2003 book by Angelina Jolie

Notes from My Travels: Visits with Refugees in Africa, Cambodia, Pakistan and Ecuador is a collection of journal excerpts kept by actress Angelina Jolie written from February 2001 through June 2002 detailing her experiences travelling to troubled Third World regions in her role as a Goodwill Ambassador for the United Nations High Commissioner for Refugees (UNHCR).

The book was published in 2003, concurrent with the release of Beyond Borders, a film in which she plays a character who eventually works for UNHCR. It was also during the timeframe of writing these journals that Jolie adopted her Cambodian born son, Maddox.

Notes from My Travels details Jolie's visits to Sierra Leone, Tanzania, Pakistan, Cambodia, and Ecuador.

Jolie donated her proceeds from the book to the UNHCR.

In 2006, Jolie put her handwritten notebooks up for auction with the proceeds benefiting refugees. Bidding started at $150, and the journals were sold for $5,460.

==Release==
The book was officially released October 28, 2003.

In July 2020, Notes from My Travels was translated into Vietnamese by Hoang Anh Kapi.

==Reception==
===Critical response===
Upon its release Notes from My Travels, was well received with newspapers like The Arab American News saying the book, "...offers insight into refugee life."

In 2016, the book was included in a list by UWIRE of empowering books for Women's History Month. The journalist behind the list Sarah Nichols called the book, "deeply intelligent and thoughtful."

Hoang Anh Kapi who adapted the book for Vietnamese in 2020 called the book, "...a must-read book to understand more about the world we are living in."

Jane Goodall, Ph.D., CBE Founder of the Jane Goodall Institute and UN Messenger of Peace said, "Angelina is living proof of the power we all have—every one of us—to make a difference. I was deeply moved by her descriptions of individual refugees struggling to live with dignity and hope, and found her personal commitment to be an inspiration. Angelina's journals document her awakening as a humanitarian activist and I hope they will move readers to act. I look forward to my continued work with Angelina on behalf of the United Nations."
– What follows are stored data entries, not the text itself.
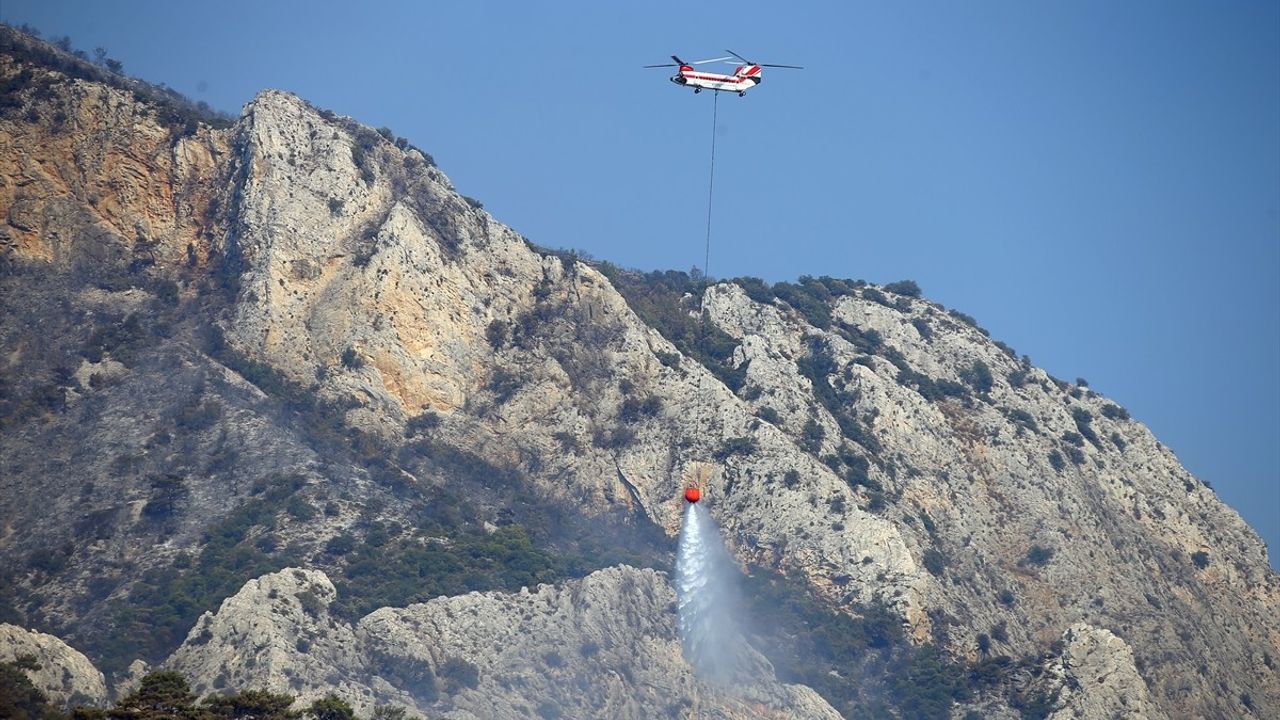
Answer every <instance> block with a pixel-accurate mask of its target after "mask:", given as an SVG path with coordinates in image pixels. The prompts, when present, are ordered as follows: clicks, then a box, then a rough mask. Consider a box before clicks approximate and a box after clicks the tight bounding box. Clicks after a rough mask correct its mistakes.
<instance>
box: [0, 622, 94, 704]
mask: <svg viewBox="0 0 1280 720" xmlns="http://www.w3.org/2000/svg"><path fill="white" fill-rule="evenodd" d="M19 657H28V659H32V660H35V662H36V665H37V666H38V667H37V669H36V670H28V671H27V676H28V678H29V679H31V683H32V684H33V685H36V689H38V691H40V692H42V693H45V697H47V698H49V701H50V702H51V703H54V705H55V706H58V707H65V706H70V705H100V703H102V702H105V701H106V698H108V694H106V682H105V680H104V678H102V673H100V671H99V670H97V667H93V664H92V662H90V660H88V659H87V657H84V655H83V653H81V652H78V651H76V650H74V648H72V647H69V646H68V644H67V643H64V642H63V641H60V639H58V638H55V637H54V635H49V634H45V633H37V632H35V630H24V629H22V628H18V626H15V625H8V624H0V662H13V661H14V660H18V659H19Z"/></svg>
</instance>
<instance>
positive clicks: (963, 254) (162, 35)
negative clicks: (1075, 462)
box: [0, 0, 1280, 564]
On December 25, 2018, Syeda Adeela Zainab from the Voice of Journalists said "The book is worth reading for everybody especially for those who want to volunteer their selves for the well being of humanity."

===Public opinion===
When interviewed by the Daily Mirror in October 2003, Angelina's father Jon Voight said the book is, "...very well written and moving to read."